Contrast-enhanced MR and CT images of seven patients with liver cancer were used for this study. The registration method combines automatic vessel segmentation with an adapted version of thin-plate spline robust point matching. The vessel segmentation uses a multiscale vesselness measure, which allows vessels of various thicknesses to be segmented. The nonrigid registration is point-based, and progressively improves the correspondence and transformation between two point sets. Moreover, the nonrigid registration is capable of identifying and handling outliers (points with no counterpart in the other set). We took advantage of the strengths of both methods and created a multiscale registration algorithm. First, thick vessels are registered, then with each new iteration thinner vessels are included in the registration (strategy A). We compared strategy A to a straightforward approach where vessels of various diameters are segmented and subsequently registered (strategy B). To assess the transformation accuracy, residual distances were calculated for vessel bifurcations. For anatomical validation, residual distances were calculated for additional anatomical landmarks within the liver.
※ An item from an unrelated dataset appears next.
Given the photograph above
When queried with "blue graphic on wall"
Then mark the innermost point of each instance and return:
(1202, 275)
To estimate the extent of deformation, the residual distances for the aforementioned anatomical points were calculated after rigid registration.
Liver deformations in the range of 2.8-10.7 mm were found after rigid registration of the CT and MR scans. Low residual distances for vessel bifurcations (average 1.6, range 1.3-1.9 mm) and additional anatomical landmarks (1.5, 1.1-2.4 mm) were found after nonrigid registration. A large amount of outliers were identified (25%-55%) caused by vessels present in only one of the image sets and false positives in the vesselness measure. The nonrigid registration was capable of handling these outliers as was demonstrated by the low residual distances. Both strategies yielded very similar results in registration accuracy, but strategy A was faster than strategy B (≥2.0 times).
An accurate CT∕MR vessel-guided nonrigid registration for largely deformed livers was developed, tested, and validated. The method, combining vessel segmentation and point matching, was robust against differences in the segmented vessels. The authors conclude that nonrigid registration is required for accurate alignment of abdominal-compressed and uncompressed liver anatomy. Alignment of breath-hold MR and abdominal-compressed CT images can be used to improve tumor localization for liver SBRT.
计算机断层扫描(CT)用于设计放射治疗计划。然而,肿瘤在磁共振(MR)图像中通常更为明显。对于肝脏立体定向体部放射治疗(SBRT),计划 CT 扫描是在腹部压缩时采集的,以减少呼吸引起的肿瘤运动。然而,诊断性 MR 扫描是在自愿屏气而没有压缩设备的情况下采集的。由此导致的肝形状的巨大差异阻碍了 CT 和 MR 图像集的对齐,这严重限制了这些图像所提供的信息的整合。本研究的目的是开发和验证一种非刚性配准方法,以使用自动分割的肝内血管将屏气 MR 图像与腹部压缩 CT 图像对齐。
本研究使用了七例肝癌患者的增强对比度 MR 和 CT 图像。该配准方法结合了自动血管分割和经过改进的薄板样条稳健点匹配。血管分割使用多尺度血管度量,允许分割各种厚度的血管。非刚性配准基于点,逐步改善两个点集之间的对应关系和变换。此外,非刚性配准能够识别和处理异常值(在另一个集中没有对应点的点)。我们利用了两种方法的优势,并创建了一种多尺度配准算法。首先,注册厚血管,然后在每个新的迭代中包括更薄的血管进行注册(策略 A)。我们将策略 A 与一种直接的方法进行了比较,该方法是分割不同直径的血管,然后对其进行注册(策略 B)。为了评估变换精度,计算了血管分叉处的残余距离。为了进行解剖学验证,计算了肝内其他解剖学标志的残余距离。为了估计变形程度,在刚性配准后,计算了上述解剖学点的残余距离。
在刚性配准 CT 和 MR 扫描后,发现肝脏变形范围为 2.8-10.7mm。非刚性配准后,血管分叉处的残余距离较低(平均 1.6mm,范围 1.3-1.9mm),其他解剖学标志的残余距离也较低(1.5mm,1.1-2.4mm)。识别出大量异常值(25%-55%),这些异常值是由仅存在于一个图像集中的血管和血管度量中的假阳性引起的。非刚性配准能够处理这些异常值,这一点可以从低残余距离中看出。两种策略在配准精度上都得到了非常相似的结果,但策略 A 比策略 B 快(≥2.0 倍)。
为严重变形的肝脏开发、测试和验证了一种基于 CT/MR 血管引导的准确的非刚性配准方法。该方法结合了血管分割和点匹配,对分割血管的差异具有鲁棒性。作者得出结论,对于准确对齐腹部压缩和未压缩的肝脏解剖结构,需要进行非刚性配准。屏气 MR 和腹部压缩 CT 图像的配准可用于提高肝脏 SBRT 的肿瘤定位精度。